By William Wiley, April 18, 2018

I hate this case.

Not because of the outcome, necessarily. No, it’s because of the path it took, a path open to every federal employee who believes his supervisor has mistreated him. As you read through the following, ask yourself: “If I was a policy maker, would I want the government’s time and money spent this way?”

  1. January 2000, the employee was demoted from the SES to a GS-15 for poor performance. Her supervisor had recommended the demotion and the agency’s Performance Review Board (PRB) for SESers agreed. Remember January 2000? We were all celebrating the millennium and waiting for our computers to crash because we were told that they could not count that high. If you had given birth to a child that month, he’d be heading off to college this year, breaking your heart and your bank account, all at the same time. The Clinton years were almost over (or so we thought).
  2. February 2000, the employee filed an EEO complaint alleging that the demotion was sex discrimination. Another SESer, a male, had also been recommended for demotion at the same time, but was not demoted because the PRB concluded that he was not informed of a critical element of his position.
  3. February 2007 (keep up here, folks; these dates can be withering), the agency concluded its internal investigation and issued a “final agency decision” upholding the demotion. Remember that kid you had back in 2000? He’s in the second grade. After this, the employee appealed the agency’s decision to EEOC.
  4. August 2013, the employee’s case went to a jury in a federal district court and your son or daughter has entered the Terrible Teens. It’s not clear to me what happened between her filing with EEOC and her going to federal court, but one way or the other, she got there. The jury found the agency to be liable for sex discrimination, reasoning that its evidence that it would have demoted the employee even if she were a man was not persuasive. The jury awarded her $100,000 in damages plus a retroactive promotion back into the SES, with what I assume would be accompanied by back pay with interest and attorney’s fees and costs.
  5. January 2018, the district court judge denied the agency’s motion to set aside the jury’s verdict as a matter of law, thereby affirming the jury’s finding of sex discrimination. That might be good information for your now-adult child as he or she heads off to the university, to give her a good reason get a degree in civil rights law.
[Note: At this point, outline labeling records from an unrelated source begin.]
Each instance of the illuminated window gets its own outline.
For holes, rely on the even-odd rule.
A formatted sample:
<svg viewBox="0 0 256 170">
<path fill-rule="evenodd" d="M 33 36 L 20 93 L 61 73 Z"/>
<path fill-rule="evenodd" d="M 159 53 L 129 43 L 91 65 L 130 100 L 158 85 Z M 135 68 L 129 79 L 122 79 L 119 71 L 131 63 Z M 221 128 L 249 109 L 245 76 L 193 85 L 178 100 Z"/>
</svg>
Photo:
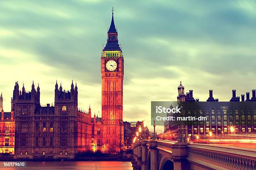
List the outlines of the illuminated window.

According to the court, there were two grounds on which the jury appears to have disbelieved the agency’s evidence:

  • The employee had rebuttable argument for each performance deficiency the agency identified. The jury was free to believe either the employee or the agency.
  • Remember that male member of the SES who was recommended for demotion at the same time as the employee, but who was not demoted because the PRB believed his argument that he was unaware which of his performance elements was critical rather than non-critical (a legally significant distinction)? The jury was free not to believe him.

For what it’s worth, there still are two remaining levels of review of this case in federal court: the DC Circuit Court of Appeals and the US Supreme Court. If the agency and DoJ choose to press this case forward, we may have even more decisions to consider.

Ignoring that possibility for a moment, just consider what you see above. Without taking any position on the righteousness or wrongness of the sex-discrimination outcome, is this really how we want our government to work? The fundamental issue here was the routine evaluation of this individual’s performance. As an SESer, one would imagine that there’s a relatively high degree of subjectivity in the performance of a senior manager at that level. Before the case got to a jury, think of all the government officials who were involved in making the decision that the demotion was warranted: at the employing agency, at EEOC, and at DoJ. Think of the different types of individuals involved in reaffirming the demotion: senior line managers, coworkers at the SES level (PRB), perhaps political appointees, attorneys, civil rights specialists. Were all those people wrong about this case?

Well, according to the jury, yes. Banks v. Agriculture, U.S. District Court, District of Columbia, 07-cv-01807 (APM) (February 22, 2018).

If the jury is correct, that this lady was mistreated because of her sex, I feel terrible for her. Not only is that simply unjust in our society, it also breaks federal laws in place since at least 1964. At the same time, I feel terrible for our civil service system, that decisions like this – right or wrong – have to go through 18 years of review to get even close to closure.

Congress is so fed up with drawn-out outcomes like this that some members are considering abolishing the civil service protections altogether. Maybe employment at-will should be the new way we try to run an efficient government. At the beginning of this article, we asked you to think of yourself as a policy maker for a moment. If you actually could make a policy to replace the one that allowed the above to happen, what would it be?